We are specifically talking about Mac laptops. Laptops are used with HDMI in a few very specific scenarios where it is annoying or not practical to just buy and use the $6 cable you need.
...as opposed to the “few very specific scenarios“ where you
turn up at a meeting carrying two 5k displays, a rack mount pro audio interface and a RAID enclosure, and can’t plug in your powered Thunderbolt 4 hub into AC because the roadie only packed a 4-way power strip instead of 6-way in the giant flight case that you already need...
Nobody is asking for Thunderbolt to be removed completely (although I’d personally dance on the grave of USB-C, if only TB wasn’t the only game in town for external PCIe) - just for a couple of USBA and/or HDMI ports as well, primarily for convenience ”on the road“, for data projectors, USB sticks etc. Even if that means losing 1/2 out of TB ports (and only Apple knows if/why that that may be necessary) I’ve yet to see any explanation of what practical facility people think they are going to lose.

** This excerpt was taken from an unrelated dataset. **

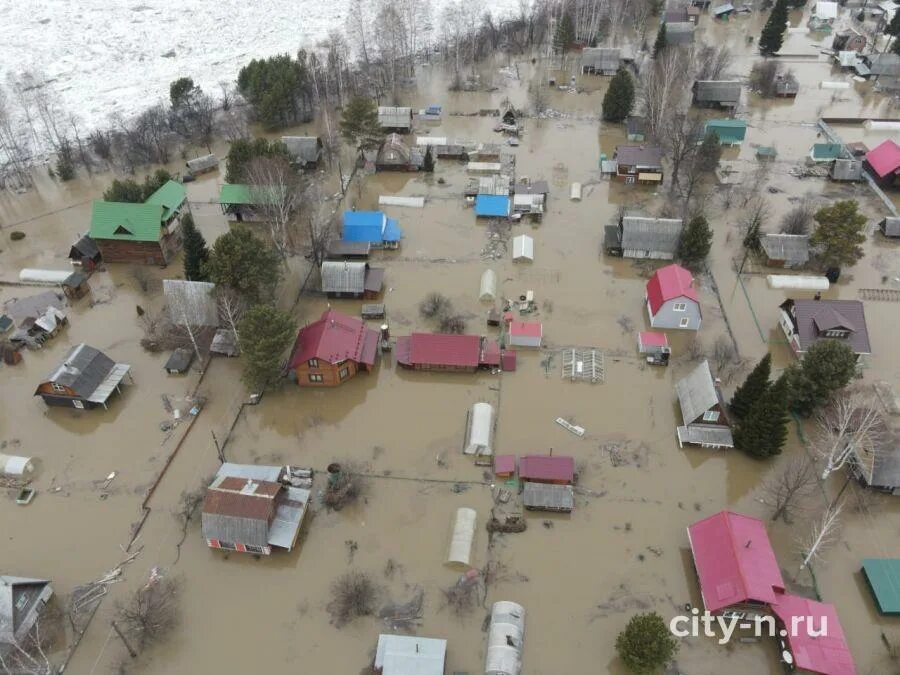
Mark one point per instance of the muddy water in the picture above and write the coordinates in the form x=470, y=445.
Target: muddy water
x=580, y=576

Do you really need more than 2 TB3 ports
in a meeting (esp. when you’ve got alternatives for power, display and plain old USB)? And, on the desktop, even if your devices don’t have daisy chain ports you can now have hubs that can turn those two ports into 4-6 (with at least the same total bandwidth as the old 4-port, 2 controller MBP). One of the big advantages of the One True Port was you could have
single cable docking (which has been improved by the move to one-controller-per-port and the ability for peripherals to use both DO streams) - for which you only need one port.
Seriously - people here gone blue in the face describing the scenarios where HDMI, USB-A, SD, MagSafe would be useful. What are the uses of having 80Gbps of i/o bandwidth and support for 4 external displays
on the train - given that nobody is denying you that capability - if not more - on your desk?